Projeto limita prisão preventiva de réu primário a flagrante delito

O Projeto de Lei 634/25 altera o Código de Processo Penal para limitar a prisão preventiva de réus primários aos casos de flagrante delito. A proposta está em análise na Câmara dos Deputados.

O autor, deputado Marcelo Crivella (Republicanos-RJ), argumenta que o texto se fundamenta no respeito à presunção de inocência, na redução da superlotação carcerária e na promoção de um sistema de justiça mais humano e eficiente.

Primeiramente, Crivella lembra que, apesar de a Constituição de 1988 assegurar que ninguém será considerado culpado até o trânsito em julgado de sentença penal condenatória, na prática muitos réus primários são submetidos à prisão preventiva sem a análise de medidas alternativas “Essa prática transforma a prisão preventiva em uma antecipação de pena, violando direitos fundamentais de indivíduos que sequer tiveram a chance de se defender plenamente”, critica.

Em seguida, o deputado aponta a superpopulação carcerária e afirma que o projeto demonstra sensibilidade para com os problemas estruturais do sistema penal e está alinhado com práticas internacionais de proteção aos direitos humanos.

Por fim, Marcelo Crivella diz que o projeto reafirma o compromisso com a construção de uma sociedade mais justa. “A proposta não enfraquece o combate à criminalidade, mas busca equilibrá-lo com os valores constitucionais e cristãos.”

Medida cautelar
A prisão preventiva consiste na detenção de um acusado antes do julgamento final. O objetivo é garantir que ele não prejudique o andamento do processo ou cometa novos crimes.

Atualmente, a medida cautelar é admitida nos seguintes casos:

– crimes dolosos punidos com pena privativa de liberdade máxima superior a quatro anos;

– condenação por outro crime doloso, em sentença transitada em julgado; e

– violência doméstica e familiar contra mulher, criança, adolescente, pessoa idosa, enfermo ou pessoa com deficiência, para garantir a execução das medidas protetivas de urgência.

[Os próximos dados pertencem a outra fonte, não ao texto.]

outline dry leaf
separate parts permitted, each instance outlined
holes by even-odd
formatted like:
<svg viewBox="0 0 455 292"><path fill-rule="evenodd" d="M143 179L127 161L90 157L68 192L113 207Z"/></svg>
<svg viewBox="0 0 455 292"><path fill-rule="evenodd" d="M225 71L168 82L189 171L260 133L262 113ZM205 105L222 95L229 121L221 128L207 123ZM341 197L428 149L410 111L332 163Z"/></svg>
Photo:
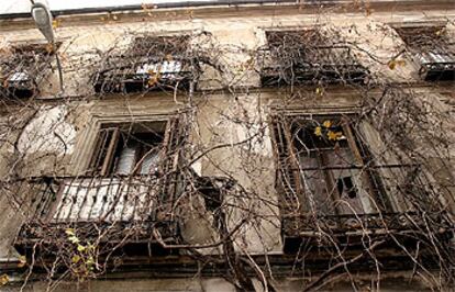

Também será admitida a prisão preventiva quando houver dúvida sobre a identidade civil da pessoa ou quando esta não fornecer elementos suficientes para esclarecê-la, devendo o preso ser colocado imediatamente em liberdade após a identificação.

Por outro lado, não se admite prisão preventiva com a finalidade de antecipação de cumprimento de pena ou como decorrência imediata de investigação criminal ou da apresentação ou recebimento de denúncia.

Próximos passos
O projeto será analisado pela Comissão de Constituição e Justiça e de Cidadania, antes de ser votado pelo Plenário da Câmara. Para virar lei, a medida precisa ser aprovada pelos deputados e senadores.